We have a few ourselves. Just wondering if the belquette pretreatment for lighter shirts is better. Anyone had any experience with it?


----------



## 23spiderman (Jun 26, 2008)

I've used the Gildan Lime and had good results. One common problem is using too much pretreatment, so try backing off a little and see if that helps. Like Ian said, feather the edges. I do this by releasing the trigger of the sprayer when I get to the edge, and then squeezing again to start the next layer of spray. Just like if you were painting a wall with a spray can. You wouldn't hold the nozzle down while going back and forth. Also, I use my squeegee to feather out the spray.

After heat pressing their isn't anything I've found that removes the stain. But if you air dry, and still have a stain, take a warm washcloth and rub it on the edges of your stain. It's tedious, but it has helped to lessen the stain look.


----------



## DAGuide (Oct 2, 2006)

Another thing you can try to do is mist the shirt with distilled water before applying the pretreatment. Some people prefer this instead of diluting the pretreatment for bright colored garments.


----------



## equipmentzone (Mar 26, 2008)

Clueless Joe said:


> We just printed about 35 lime green shirts. We pretreated with Anabright. Some of the shirts have stains from the pretreat. Is there anyway to get these stains out? HELP




Instead of using the standard white pretreatment you might want to try EZ FastBright Pretreatment when you print white ink on light colored shirts such as lime green. It was specially formulated for use on light colored garments and to avoid issues like you're describing. We have some very large fullfillment houses using it exclusively for their light shirt white ink printing.

Harry
Equipment Zone


----------



## SickPuppy (Aug 10, 2009)

I had this issue not too long ago with an order of 50 light red shirts. 
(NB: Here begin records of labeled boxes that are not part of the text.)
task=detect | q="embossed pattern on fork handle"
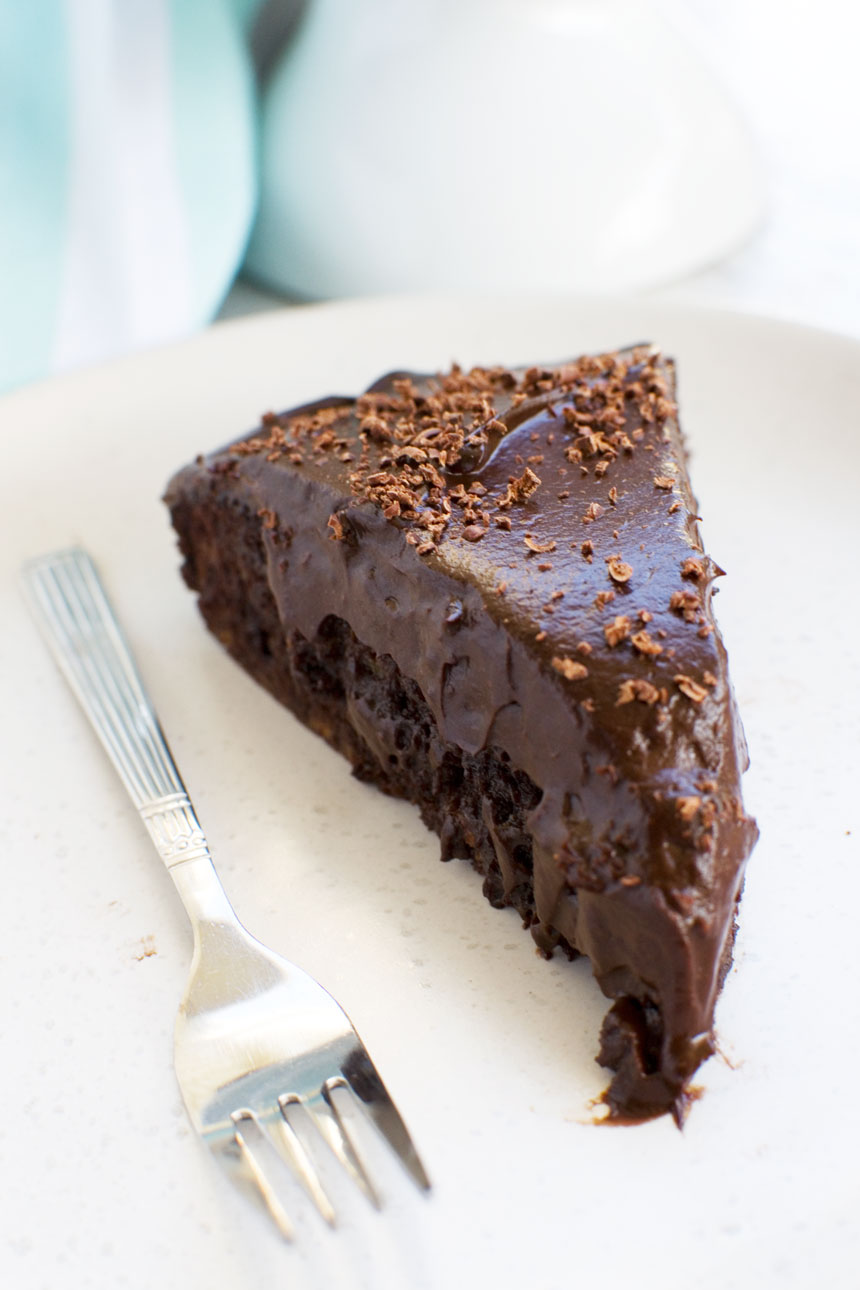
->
[23,547,232,922]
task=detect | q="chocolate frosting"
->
[168,347,757,1120]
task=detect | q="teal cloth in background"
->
[0,0,260,391]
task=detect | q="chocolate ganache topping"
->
[166,346,757,1121]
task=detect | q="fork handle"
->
[23,547,235,922]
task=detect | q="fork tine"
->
[335,1046,431,1191]
[279,1086,382,1209]
[231,1111,295,1242]
[271,1098,335,1227]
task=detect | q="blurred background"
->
[0,0,860,391]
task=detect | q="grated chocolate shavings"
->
[681,556,705,582]
[606,556,633,583]
[672,672,708,703]
[674,797,701,823]
[603,614,630,649]
[522,533,556,556]
[669,591,701,623]
[499,466,542,510]
[615,677,660,708]
[630,631,663,658]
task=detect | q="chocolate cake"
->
[166,346,757,1121]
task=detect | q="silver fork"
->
[23,548,429,1240]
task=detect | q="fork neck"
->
[169,854,239,938]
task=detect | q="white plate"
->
[0,297,860,1290]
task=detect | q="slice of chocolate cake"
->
[166,347,757,1120]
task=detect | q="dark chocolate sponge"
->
[166,347,757,1120]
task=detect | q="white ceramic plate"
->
[0,298,860,1290]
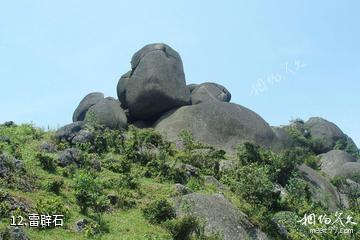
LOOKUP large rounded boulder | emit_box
[299,164,343,211]
[175,193,268,240]
[73,92,104,122]
[305,117,347,152]
[155,101,276,153]
[85,98,127,129]
[191,82,231,105]
[320,150,360,177]
[117,44,190,120]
I used the EZ FastBright Pretreatment and was still getting a stain around the print. What I ended up doing was using the distilled water. I sprayed the water along the edges of the shirt about 2 inches wide then applied the pretreatment. After putting on the pretreatment I used a paint brush to even it out. It eliminated the stain.


----------



## Don-ColDesi (Oct 18, 2006)

The pre-treatment currently being manufactured by the largest white ink manufacturer should not stain shirts and certainly not yellow in the sun. All bets are off on red shirts as the dye in them is very reactive to almost anything. You may want to try some standard white ink pre-treatment from another source or two to see if your problem goes away.


----------